Omaveloxolone: An activator of Nrf2 for the treatment of Friedreich's ataxia

Profeta, V., McIntyre, K., Wells, M., Park, C., & Lynch, D. R. (2023). Expert opinion on investigational drugs, 10.1080/13543784.2023.2173063. Advance online publication. doi:10.1080/13543784.2023.2173063 

 Although the neurologic phenotype of FRDA is well-defined, there are currently no established pharmacological treatments. Omaveloxolone, a nuclear factor erythroid 2-related factor 2 (Nrf2) activator, is currently under review by the Food and Drug Administration (FDA) and has the potential to be the first approved treatment for FRDA. In the present report, we have reviewed the basic and clinical literature on Nrf2 deficiency in FRDA, and evidence for the benefit of omaveloxolone.

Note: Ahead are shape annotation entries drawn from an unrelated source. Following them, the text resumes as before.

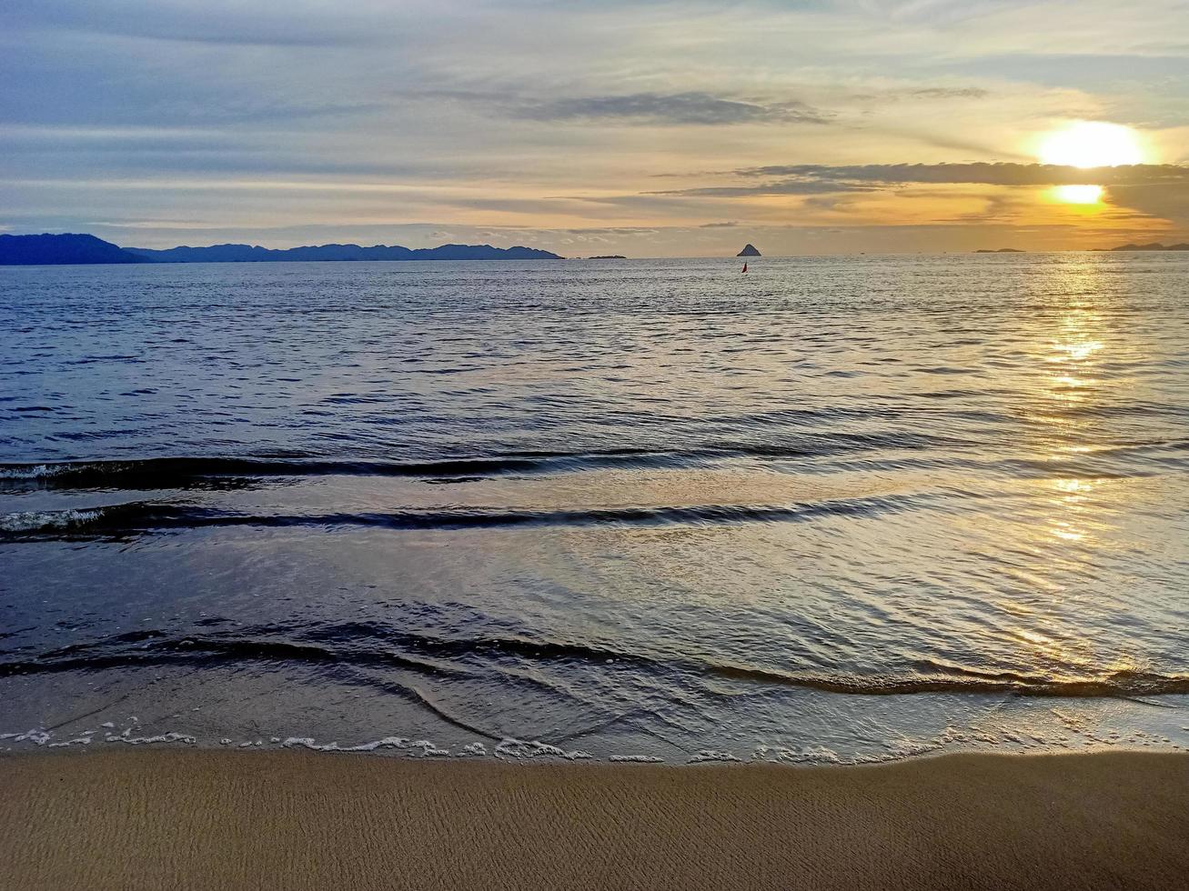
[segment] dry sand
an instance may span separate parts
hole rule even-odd
[[[1189,756],[0,758],[4,889],[1189,887]]]

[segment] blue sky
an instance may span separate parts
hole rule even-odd
[[[5,0],[0,229],[631,255],[1185,239],[1187,23],[1189,0]],[[1052,200],[1070,173],[1038,146],[1078,120],[1160,166]]]

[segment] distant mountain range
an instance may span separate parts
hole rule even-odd
[[[151,263],[94,235],[0,235],[0,266]]]
[[[320,245],[278,251],[252,245],[212,247],[118,247],[94,235],[0,235],[0,266],[39,266],[73,263],[276,263],[281,260],[560,260],[533,247],[442,245],[408,248],[376,245]]]

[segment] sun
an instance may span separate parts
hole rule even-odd
[[[1045,137],[1040,160],[1071,168],[1114,168],[1143,164],[1135,131],[1120,124],[1077,121]]]

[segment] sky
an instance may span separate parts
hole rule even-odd
[[[0,232],[1189,240],[1189,0],[4,0],[0,83]],[[1130,152],[1095,157],[1112,133]]]

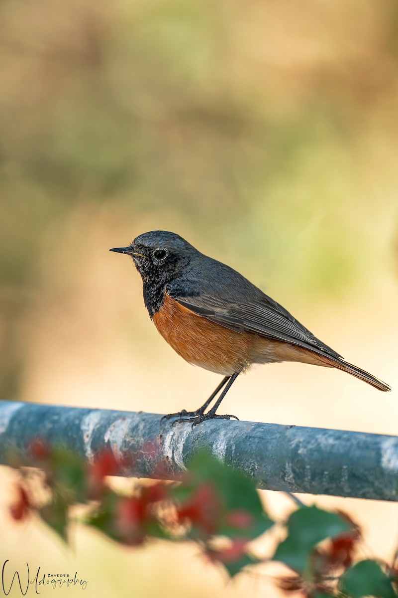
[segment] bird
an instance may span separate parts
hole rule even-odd
[[[238,419],[216,411],[238,376],[254,364],[296,361],[336,368],[380,390],[391,390],[345,361],[236,270],[174,233],[144,233],[129,245],[110,251],[132,258],[150,318],[174,350],[189,363],[224,376],[198,409],[163,416],[175,418],[173,424],[190,422],[193,428],[208,420]]]

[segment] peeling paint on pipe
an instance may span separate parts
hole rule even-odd
[[[125,475],[178,479],[198,448],[246,472],[259,488],[398,501],[398,437],[0,401],[0,463],[39,437],[91,460],[109,447],[132,455]]]

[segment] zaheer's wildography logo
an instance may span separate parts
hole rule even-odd
[[[32,578],[28,563],[26,563],[26,573],[24,572],[23,575],[20,575],[19,571],[17,570],[13,571],[10,565],[7,565],[9,562],[8,559],[4,561],[1,571],[1,586],[6,596],[10,594],[14,584],[17,588],[19,586],[21,594],[23,596],[27,595],[29,588],[32,591],[34,590],[36,594],[40,594],[39,590],[45,587],[55,590],[55,588],[78,587],[82,590],[85,590],[87,587],[87,580],[78,578],[77,571],[73,576],[69,573],[41,573],[41,568],[39,567],[35,576]]]

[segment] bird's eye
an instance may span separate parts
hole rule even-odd
[[[162,260],[165,260],[167,257],[168,253],[167,249],[163,249],[162,247],[158,247],[153,252],[153,257],[158,261],[162,261]]]

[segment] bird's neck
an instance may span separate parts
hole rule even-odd
[[[165,288],[166,285],[164,282],[161,283],[144,282],[144,302],[149,312],[151,319],[163,304]]]

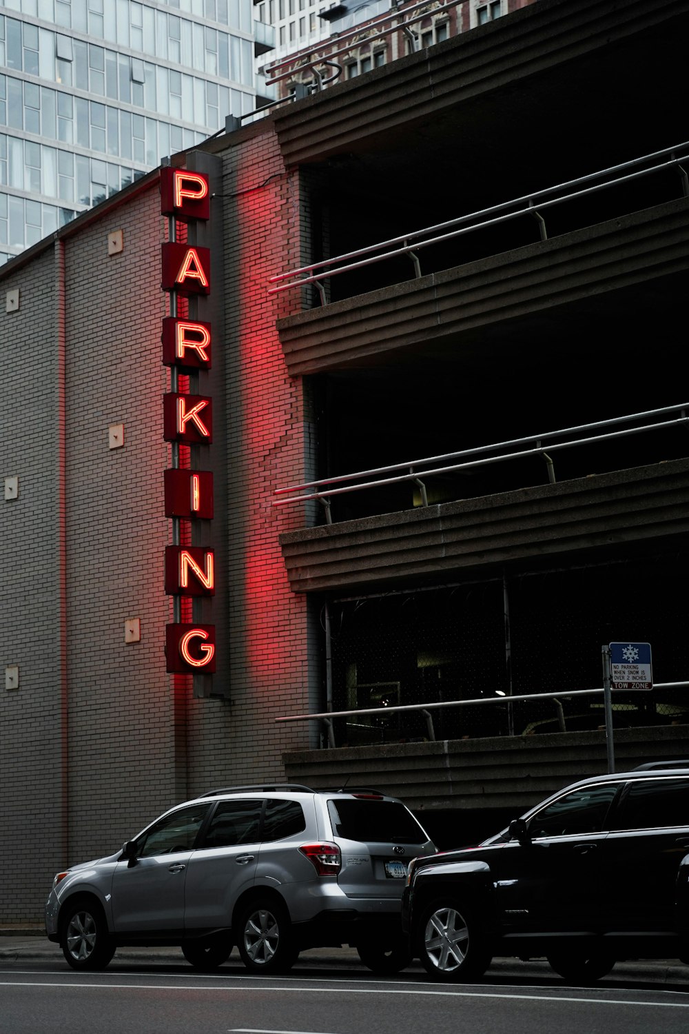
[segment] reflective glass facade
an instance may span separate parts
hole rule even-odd
[[[255,107],[251,0],[0,0],[0,264]]]

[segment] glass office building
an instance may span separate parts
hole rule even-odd
[[[253,111],[254,27],[251,0],[0,0],[0,264]]]

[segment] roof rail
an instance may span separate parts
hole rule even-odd
[[[299,783],[252,783],[249,786],[223,786],[218,790],[208,790],[201,793],[201,797],[216,797],[221,793],[250,793],[254,790],[271,792],[273,790],[293,790],[306,793],[313,793],[310,786],[300,786]]]
[[[689,768],[689,758],[681,758],[679,761],[647,761],[643,765],[636,765],[632,771],[652,771],[654,768]]]
[[[371,786],[326,786],[318,793],[375,793],[377,797],[386,797],[384,790],[374,790]]]

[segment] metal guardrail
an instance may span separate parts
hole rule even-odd
[[[275,295],[282,291],[291,291],[294,287],[304,287],[312,283],[318,291],[321,304],[325,305],[325,290],[321,280],[339,276],[341,273],[349,273],[352,270],[362,269],[365,266],[371,266],[388,258],[396,258],[400,255],[406,255],[411,260],[415,276],[419,278],[422,275],[420,263],[416,255],[416,251],[419,248],[429,247],[431,244],[439,244],[464,234],[470,234],[476,230],[484,230],[488,226],[494,226],[497,223],[521,218],[525,215],[537,220],[541,240],[546,240],[545,220],[541,215],[541,212],[545,209],[562,205],[568,201],[580,200],[597,193],[600,190],[605,190],[608,187],[629,183],[632,180],[651,176],[654,173],[663,172],[671,168],[678,170],[682,182],[682,193],[685,197],[689,197],[689,177],[681,164],[688,158],[689,143],[664,148],[662,151],[655,151],[652,154],[634,158],[631,161],[625,161],[619,165],[610,165],[607,169],[590,173],[588,176],[582,176],[575,180],[568,180],[565,183],[547,187],[544,190],[534,190],[528,194],[523,194],[521,197],[514,197],[512,201],[493,205],[491,208],[483,208],[456,219],[438,222],[424,230],[415,230],[399,237],[392,237],[378,244],[358,248],[356,251],[347,251],[333,258],[324,258],[321,262],[311,263],[309,266],[300,266],[299,269],[290,270],[287,273],[278,273],[276,276],[270,278],[270,283],[276,284],[276,286],[270,287],[268,293],[269,295]],[[638,168],[648,164],[648,162],[655,162],[655,164],[652,164],[650,168]],[[605,179],[604,182],[594,182],[605,177],[613,178]],[[509,211],[509,209],[514,209],[514,211]],[[466,225],[467,223],[472,224]],[[431,236],[429,237],[428,235]],[[381,252],[380,254],[377,253],[379,251]]]
[[[689,403],[682,402],[678,405],[649,409],[645,413],[634,413],[625,417],[615,417],[609,420],[600,420],[596,423],[582,424],[577,427],[568,427],[559,431],[546,431],[542,434],[513,438],[511,442],[501,442],[490,446],[464,449],[461,452],[445,453],[442,456],[430,456],[426,459],[395,463],[390,466],[380,466],[370,470],[358,470],[356,474],[346,474],[336,478],[305,482],[303,485],[289,485],[286,488],[275,489],[274,495],[280,496],[280,498],[274,499],[273,505],[278,507],[288,506],[294,503],[304,503],[308,499],[317,499],[325,508],[326,521],[331,524],[331,497],[334,495],[365,491],[371,488],[380,488],[384,485],[395,485],[400,482],[412,481],[419,487],[422,505],[428,506],[426,484],[421,479],[533,456],[543,458],[547,466],[549,480],[551,484],[555,484],[555,464],[551,453],[563,449],[571,449],[575,446],[590,446],[609,442],[626,437],[630,434],[640,434],[646,431],[662,430],[674,426],[686,426],[689,423],[688,409]],[[650,422],[640,423],[638,426],[625,426],[639,421]],[[609,428],[614,429],[609,430]],[[603,431],[603,433],[591,433],[595,431]],[[558,437],[564,436],[568,436],[567,440],[556,440]],[[529,446],[529,448],[523,448],[524,446]],[[460,462],[457,462],[458,460]]]
[[[689,687],[689,681],[687,682],[657,682],[654,683],[654,690],[680,690]],[[558,712],[558,718],[560,722],[560,731],[566,732],[566,721],[564,718],[564,711],[562,709],[562,700],[569,700],[572,697],[586,697],[604,694],[604,689],[594,690],[571,690],[571,691],[560,691],[559,693],[528,693],[521,694],[520,696],[507,696],[506,694],[496,694],[495,697],[477,697],[473,700],[443,700],[438,703],[424,703],[424,704],[398,704],[393,707],[362,707],[354,710],[342,710],[342,711],[320,711],[316,714],[289,714],[282,718],[276,718],[275,722],[286,723],[286,722],[321,722],[327,729],[327,746],[335,747],[335,729],[333,726],[333,720],[336,718],[362,718],[364,714],[393,714],[400,711],[420,711],[426,719],[426,728],[428,732],[428,738],[435,742],[435,729],[433,726],[433,716],[432,710],[442,710],[448,707],[468,707],[474,704],[505,704],[509,705],[522,701],[532,701],[532,700],[553,700],[556,703],[556,709]],[[624,692],[616,690],[616,693]],[[632,691],[628,691],[632,692]],[[639,691],[633,691],[639,692]],[[644,691],[653,692],[653,691]]]

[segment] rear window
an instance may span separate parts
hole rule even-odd
[[[395,844],[425,844],[428,837],[411,812],[397,800],[328,800],[336,837]]]
[[[689,826],[689,780],[630,783],[615,814],[613,829]]]

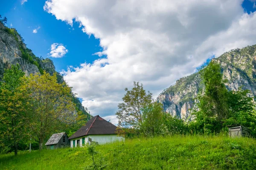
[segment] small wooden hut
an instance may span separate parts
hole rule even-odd
[[[227,127],[230,137],[250,136],[250,130],[244,126],[234,125]]]
[[[55,149],[69,145],[70,142],[66,132],[52,134],[45,144],[47,149]]]

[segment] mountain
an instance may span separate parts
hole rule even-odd
[[[215,60],[220,64],[223,78],[229,90],[243,89],[251,91],[256,95],[256,45],[242,49],[226,52]],[[176,83],[164,90],[157,97],[163,103],[164,110],[172,116],[189,120],[191,118],[189,109],[194,108],[195,98],[200,89],[204,89],[198,72],[183,77]]]
[[[27,76],[31,74],[42,74],[45,71],[51,75],[57,73],[58,82],[64,81],[63,77],[55,71],[52,60],[36,57],[32,51],[26,47],[24,39],[15,28],[9,28],[0,22],[0,80],[4,69],[17,64],[20,65]],[[87,109],[84,108],[78,98],[74,96],[73,101],[76,104],[77,111],[81,111],[90,119]]]

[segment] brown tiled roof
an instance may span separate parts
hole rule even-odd
[[[101,118],[95,116],[73,134],[70,139],[88,135],[106,135],[116,134],[116,127]]]

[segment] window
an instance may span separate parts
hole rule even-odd
[[[77,146],[77,147],[80,146],[80,139],[78,139],[76,141],[76,146]]]

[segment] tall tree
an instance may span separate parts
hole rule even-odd
[[[147,93],[142,84],[134,82],[134,85],[131,90],[125,88],[123,102],[118,105],[116,115],[119,126],[145,135],[154,135],[159,132],[162,122],[161,104],[154,102],[152,94]]]
[[[46,136],[67,129],[81,116],[76,113],[71,88],[65,82],[58,83],[56,73],[52,76],[45,71],[41,75],[31,74],[28,79],[34,113],[31,125],[41,150]]]
[[[116,115],[119,126],[140,130],[144,122],[141,109],[151,102],[152,94],[147,94],[143,85],[134,82],[134,87],[131,90],[125,88],[126,94],[122,98],[123,102],[118,104],[119,110]]]
[[[17,153],[18,146],[29,133],[30,113],[24,88],[25,74],[18,65],[5,70],[0,84],[0,144],[6,151],[13,149]]]
[[[198,97],[198,108],[204,114],[216,117],[218,120],[227,118],[229,114],[228,91],[220,65],[212,60],[200,73],[205,89]]]
[[[162,103],[152,102],[142,109],[144,120],[142,128],[144,135],[154,136],[162,132],[163,118],[165,114]]]

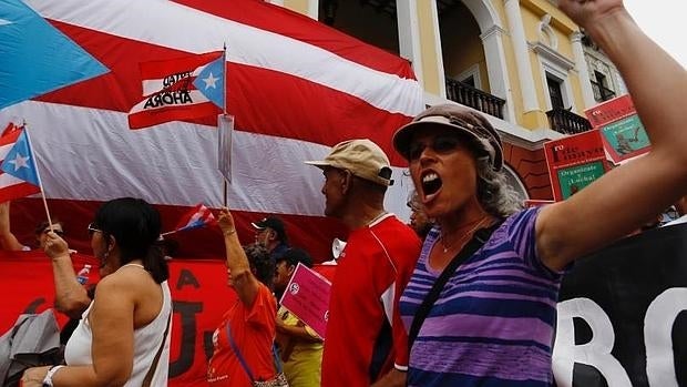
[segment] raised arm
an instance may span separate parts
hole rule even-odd
[[[542,210],[537,251],[554,269],[627,235],[687,193],[685,69],[642,32],[622,0],[558,3],[621,71],[652,152]]]
[[[227,254],[226,265],[230,273],[232,286],[236,291],[238,299],[244,305],[253,305],[258,293],[259,284],[250,271],[250,263],[238,241],[234,217],[228,208],[222,208],[219,211],[217,223],[224,235],[224,245]]]
[[[69,246],[58,234],[48,233],[45,254],[52,262],[55,307],[70,318],[79,318],[91,304],[86,289],[76,281]]]
[[[0,203],[0,248],[8,252],[19,252],[24,248],[10,227],[10,202]]]

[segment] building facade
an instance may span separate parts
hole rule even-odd
[[[552,197],[543,143],[589,130],[584,110],[597,103],[595,93],[621,91],[617,70],[591,60],[584,34],[551,0],[270,2],[408,59],[427,105],[452,101],[483,112],[502,134],[511,185],[525,198]]]

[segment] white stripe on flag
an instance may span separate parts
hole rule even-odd
[[[170,92],[170,93],[174,94],[174,92]],[[162,94],[168,94],[168,93],[165,92],[165,93],[162,93]],[[189,90],[188,94],[191,96],[191,101],[193,101],[193,102],[191,102],[191,103],[182,103],[182,105],[193,106],[193,105],[197,105],[197,104],[201,104],[201,103],[209,102],[209,100],[202,92],[199,92],[198,90]],[[177,104],[172,104],[172,103],[170,103],[170,104],[162,103],[162,104],[160,104],[157,106],[154,106],[154,108],[151,106],[151,108],[146,109],[145,104],[148,103],[148,100],[153,99],[153,103],[156,103],[154,101],[156,98],[157,98],[157,95],[153,95],[153,96],[150,96],[150,98],[144,98],[143,101],[136,103],[133,108],[131,108],[131,111],[129,113],[130,114],[134,114],[134,113],[140,113],[140,112],[150,112],[150,111],[155,111],[155,110],[158,110],[158,109],[166,109],[166,108],[171,108],[171,106],[176,106],[177,105]],[[170,98],[174,99],[174,96],[170,96]],[[160,95],[160,99],[165,100],[165,96]]]
[[[157,130],[131,131],[125,113],[38,101],[6,108],[3,115],[31,116],[32,145],[43,155],[38,162],[51,198],[105,201],[134,195],[152,203],[222,206],[217,131],[207,126],[173,122]],[[88,129],[83,122],[89,122]],[[235,179],[228,192],[234,210],[324,214],[322,173],[304,161],[321,160],[328,146],[244,131],[234,134]],[[55,138],[78,140],[55,146]],[[412,187],[404,170],[393,167],[396,183],[386,197],[387,208],[402,217],[408,216],[406,198]],[[73,184],[74,176],[79,184]]]

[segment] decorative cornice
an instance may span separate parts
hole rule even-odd
[[[443,99],[435,94],[424,92],[424,103],[427,105],[435,105],[441,103],[455,103],[453,101]],[[461,106],[465,106],[462,105]],[[474,110],[470,106],[468,109]],[[551,140],[562,139],[565,135],[548,128],[540,129],[526,129],[520,125],[512,124],[507,121],[498,119],[493,115],[489,115],[476,111],[482,114],[495,129],[499,131],[501,139],[509,144],[517,145],[529,151],[536,151],[544,146],[544,143]]]
[[[565,71],[570,71],[575,68],[575,62],[563,57],[560,52],[552,50],[550,47],[543,44],[542,42],[529,42],[527,44],[530,45],[532,51],[536,52],[540,57],[548,60],[550,62],[554,63],[561,69],[564,69]]]
[[[584,33],[582,33],[582,31],[574,31],[573,33],[571,33],[571,41],[573,43],[582,43],[583,37],[584,37]]]
[[[486,30],[486,31],[482,32],[482,33],[480,34],[480,39],[485,40],[485,39],[488,39],[488,38],[491,38],[491,35],[492,35],[492,34],[494,34],[494,33],[495,33],[495,34],[505,34],[505,35],[507,35],[507,34],[509,34],[506,30],[504,30],[504,29],[502,29],[501,27],[499,27],[499,26],[494,24],[494,26],[492,26],[489,30]]]

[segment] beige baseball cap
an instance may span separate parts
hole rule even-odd
[[[384,151],[368,139],[348,140],[336,144],[321,161],[306,161],[306,164],[320,169],[332,166],[350,171],[353,175],[370,182],[389,186],[391,166]]]
[[[489,156],[494,171],[503,166],[503,145],[496,130],[482,114],[454,103],[431,106],[393,134],[393,147],[408,159],[410,140],[418,130],[427,126],[458,131],[471,139],[478,151]]]

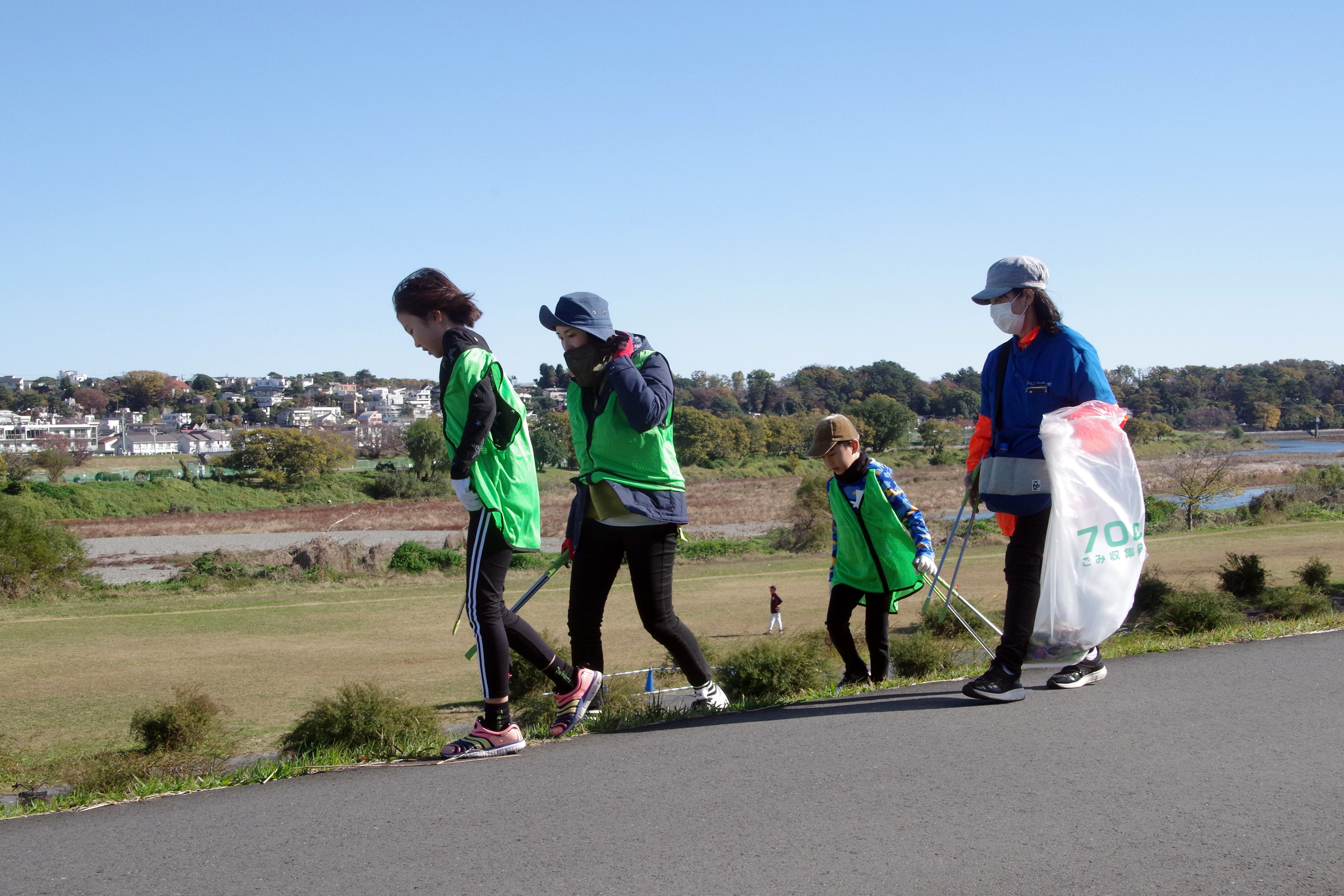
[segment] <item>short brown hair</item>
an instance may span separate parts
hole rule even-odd
[[[481,309],[472,301],[472,293],[460,290],[444,271],[434,267],[421,267],[398,283],[392,290],[392,308],[398,314],[415,317],[444,312],[444,317],[464,326],[474,326],[481,318]]]

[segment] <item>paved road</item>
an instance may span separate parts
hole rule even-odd
[[[1341,673],[1318,634],[5,821],[0,892],[1335,895]]]

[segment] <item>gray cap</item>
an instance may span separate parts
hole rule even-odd
[[[1009,255],[1000,258],[989,266],[985,275],[985,287],[970,297],[976,305],[988,305],[991,300],[999,298],[1009,289],[1034,286],[1046,289],[1050,283],[1050,269],[1046,262],[1031,255]]]

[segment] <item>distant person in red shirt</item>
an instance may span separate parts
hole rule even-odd
[[[780,604],[784,603],[784,598],[778,595],[774,586],[770,586],[770,627],[766,629],[766,634],[774,631],[775,626],[780,626],[780,634],[784,634],[784,617],[780,615]]]

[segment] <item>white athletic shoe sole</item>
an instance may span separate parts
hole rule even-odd
[[[491,756],[508,756],[515,752],[523,752],[523,747],[526,746],[527,740],[519,740],[500,747],[491,747],[489,750],[468,750],[466,752],[460,752],[453,756],[444,756],[444,759],[448,762],[457,762],[458,759],[489,759]]]
[[[1078,681],[1073,681],[1073,682],[1068,682],[1068,684],[1055,682],[1055,684],[1051,684],[1050,686],[1051,688],[1059,688],[1059,689],[1063,689],[1063,690],[1068,690],[1070,688],[1082,688],[1083,685],[1094,685],[1094,684],[1097,684],[1098,681],[1101,681],[1105,677],[1106,677],[1106,666],[1102,666],[1097,672],[1089,672],[1086,676],[1083,676]]]

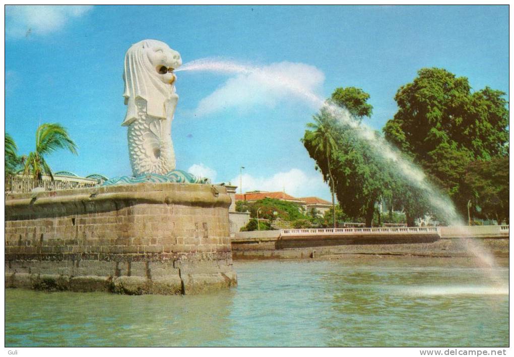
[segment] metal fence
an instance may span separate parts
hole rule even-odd
[[[395,228],[328,228],[301,229],[282,229],[280,235],[284,236],[319,236],[344,235],[355,234],[439,234],[439,228],[436,227],[398,227]]]
[[[77,181],[52,181],[48,180],[34,180],[30,177],[6,176],[5,177],[5,194],[30,192],[37,187],[44,188],[45,191],[66,190],[71,188],[93,187],[98,184]]]

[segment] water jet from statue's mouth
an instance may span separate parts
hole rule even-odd
[[[157,68],[157,72],[161,75],[165,75],[167,73],[172,73],[174,70],[175,70],[175,68],[173,67],[166,67],[166,66],[161,66]]]

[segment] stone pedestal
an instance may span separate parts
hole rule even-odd
[[[237,283],[222,186],[143,183],[10,194],[6,287],[194,294]]]

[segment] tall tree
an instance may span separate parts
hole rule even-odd
[[[477,160],[466,168],[460,195],[471,205],[471,218],[509,222],[509,158]]]
[[[313,116],[314,120],[313,123],[307,123],[307,127],[310,130],[306,130],[304,137],[302,139],[304,145],[307,142],[309,147],[314,150],[313,154],[317,157],[320,156],[326,160],[326,166],[328,172],[328,179],[331,185],[331,191],[332,193],[332,223],[334,227],[336,228],[336,210],[334,208],[336,206],[335,188],[334,187],[334,176],[331,168],[331,156],[333,152],[336,149],[335,139],[335,119],[329,115],[325,111],[318,114]]]
[[[350,114],[360,121],[364,117],[371,117],[373,106],[369,104],[370,95],[360,88],[336,88],[331,97],[332,101],[348,110]]]
[[[465,77],[422,68],[396,93],[398,110],[383,129],[385,137],[420,165],[464,214],[466,168],[477,160],[508,155],[505,94],[488,87],[472,93]]]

Iron Metabolism in Cardiovascular Disease: Physiology, Mechanisms, and Therapeutic Targets

Konrad Teodor Sawicki, Adam De Jesus and Hossein Ardehali; Circulation Research. 2023;132:379–396, doi:10.1161/CIRCRESAHA.122.321667 

 Iron dysregulation ranges from iron deficiency to iron overload and is seen in many types of cardiovascular disease, including heart failure, myocardial infarction, anthracycline-induced cardiotoxicity, and Friedreich’s ataxia. Recently, the use of intravenous iron therapy has been advocated in patients with heart failure and certain criteria for iron deficiency. Here, we provide an overview of systemic and cellular iron homeostasis in the context of cardiovascular physiology, iron deficiency, and iron overload in cardiovascular disease, current therapeutic strategies, and future perspectives.

Deficient mitochondrial respiration impairs sirtuin activity in dorsal root ganglia in Friedreich Ataxia mouse and cell models

Arabela Sanz-Alcazar, Elena Britti, Fabien Delaspre, Marta Medina-Carbonero, Maria Pazos-Gil, Jordi Tamarit, Joaquim ROS, Elisa Cabiscol bioRxiv 2023.02.01.526688; doi:10.1101/2023.02.01.526688

In the present study, we found that in primary cultures of DRG neurons as well as in DRGs from the FXNI151F mouse model, frataxin deficiency resulted in lower activity and levels of the electron transport complexes, mainly complexes I and II. As a consequence, the NAD+/NADH ratio was reduced and SirT3, a mitochondrial NAD+-dependent deacetylase, was impaired. We identified alpha tubulin as the major acetylated protein from DRG homogenates whose levels were increased in FXNI151F mice compared to WT mice.